Après Taylor Swift, Elise Lucet : les victimes de deepfakes pornographiques, politiques ou destinées à escroquer ou tromper, peinent à faire disparaître ces contenus modifiés ou générés par l’IA. Aux États-Unis, l’absence de loi fédérale complique les demandes de retraits de ces vidéos ou images, une fois diffusées sur les réseaux sociaux ou sur le Web. En France, la lenteur de la justice et le manque de moyens des enquêteurs compliquent la tâche des victimes de ce type de contenus.

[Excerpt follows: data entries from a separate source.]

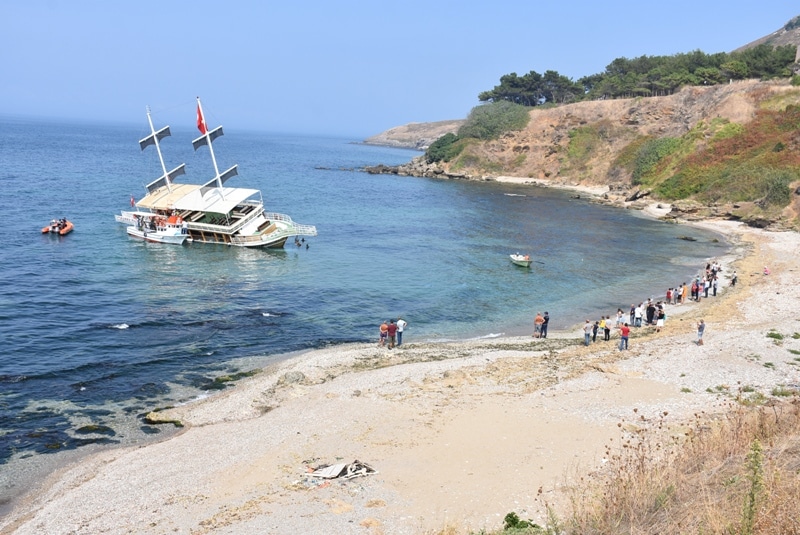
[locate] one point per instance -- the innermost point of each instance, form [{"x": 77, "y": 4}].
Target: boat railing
[
  {"x": 224, "y": 228},
  {"x": 289, "y": 228}
]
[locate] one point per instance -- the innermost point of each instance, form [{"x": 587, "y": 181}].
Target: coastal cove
[
  {"x": 460, "y": 433},
  {"x": 120, "y": 328}
]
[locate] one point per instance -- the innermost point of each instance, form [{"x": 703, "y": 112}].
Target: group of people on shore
[
  {"x": 391, "y": 333},
  {"x": 650, "y": 313}
]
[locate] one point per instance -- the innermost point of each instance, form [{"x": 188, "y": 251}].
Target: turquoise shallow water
[{"x": 97, "y": 328}]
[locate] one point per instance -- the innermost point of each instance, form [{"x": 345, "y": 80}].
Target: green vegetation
[
  {"x": 445, "y": 149},
  {"x": 490, "y": 121},
  {"x": 651, "y": 153},
  {"x": 782, "y": 392},
  {"x": 485, "y": 122},
  {"x": 645, "y": 76}
]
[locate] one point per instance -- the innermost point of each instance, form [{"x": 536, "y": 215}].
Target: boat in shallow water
[
  {"x": 521, "y": 260},
  {"x": 62, "y": 227},
  {"x": 212, "y": 212}
]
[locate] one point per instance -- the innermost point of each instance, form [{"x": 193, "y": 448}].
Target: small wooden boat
[
  {"x": 521, "y": 260},
  {"x": 158, "y": 229},
  {"x": 62, "y": 227}
]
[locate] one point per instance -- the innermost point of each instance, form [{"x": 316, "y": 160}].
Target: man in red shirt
[{"x": 392, "y": 333}]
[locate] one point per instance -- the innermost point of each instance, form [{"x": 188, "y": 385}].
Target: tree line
[{"x": 645, "y": 76}]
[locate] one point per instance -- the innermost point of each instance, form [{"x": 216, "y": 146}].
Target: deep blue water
[{"x": 97, "y": 328}]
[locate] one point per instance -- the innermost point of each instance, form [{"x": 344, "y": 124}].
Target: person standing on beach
[
  {"x": 545, "y": 324},
  {"x": 637, "y": 316},
  {"x": 587, "y": 332},
  {"x": 624, "y": 332},
  {"x": 384, "y": 332},
  {"x": 537, "y": 325},
  {"x": 391, "y": 331},
  {"x": 401, "y": 325}
]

Après Joe Biden et Taylor Swift, qui échappe encore aux deepfakes ? En France, la journaliste Elise Lucet et le journal Le Monde viennent de porter plainte, après la diffusion de fausses vidéos générées grâce à l’intelligence artificielle. Dans ces dernières, on peut voir la journaliste de Cash investigation promouvoir, fausse interview du Monde à l’appui, des plateformes de cryptomonnaies frauduleuses – des propos qui n’ont, évidemment, jamais été tenus.

De quoi constituer un énième exemple de ce que certains experts en cybercriminalité appellent « l’épidémie » de deepfakes, ces images, vidéos ou bandes sons plus vraies que nature, créées par des outils d’intelligence artificielle et diffusées en masse sur les réseaux sociaux. Et justement, depuis le lancement de ces IA accessibles et faciles à utiliser, les victimes auraient le plus grand mal à faire disparaître ces deepfakes du Web. Un problème lié au droit, mais pas seulement. 

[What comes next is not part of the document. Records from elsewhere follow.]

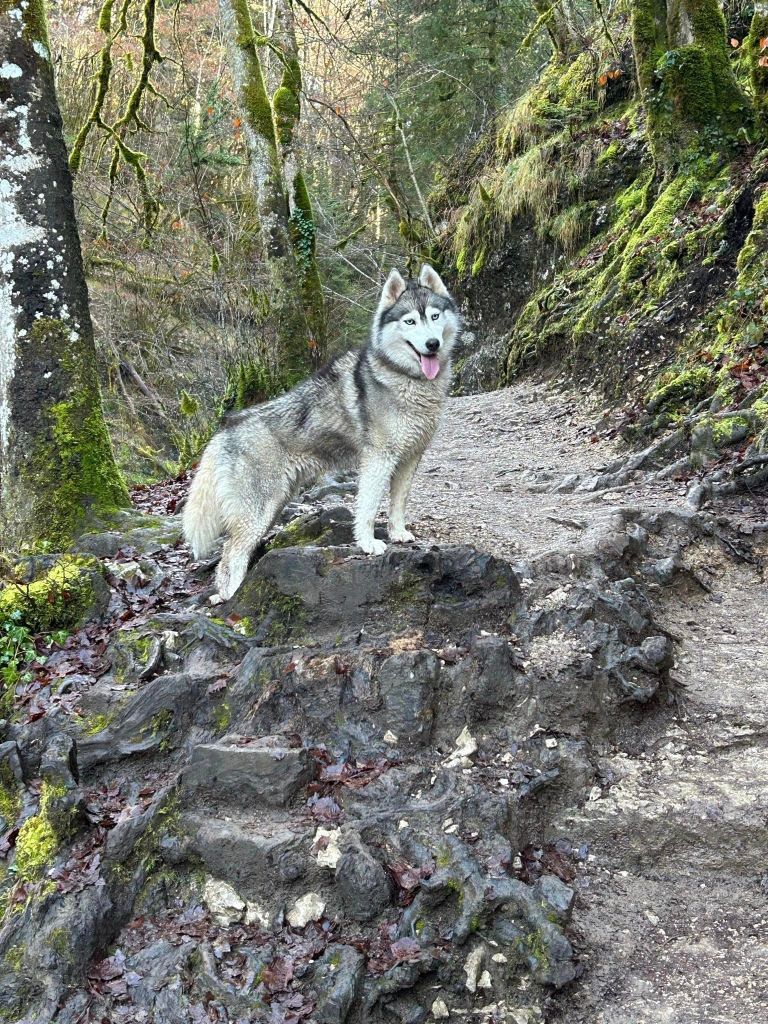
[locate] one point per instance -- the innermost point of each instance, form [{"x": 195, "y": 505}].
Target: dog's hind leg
[
  {"x": 399, "y": 488},
  {"x": 245, "y": 535}
]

Aux États-Unis, rapporte Wired le lundi 11 mars, le nombre de deepfakes pornographiques diffusées sur le Web a pourtant explosé depuis 2017. Google aurait reçu près de 13 000 demandes de retraits visant près de 30 000 URL – des demandes accordées dans la majorité des cas. Mais comme l’expliquent des avocats interrogés par nos confrères, les personnes visées par ces deepfakes se heurtent à deux difficultés. D’abord, Google supprimerait bien les URL en question de ses résultats de recherche, mais pas les sites de deepfakes vers lesquels les internautes s’orientent.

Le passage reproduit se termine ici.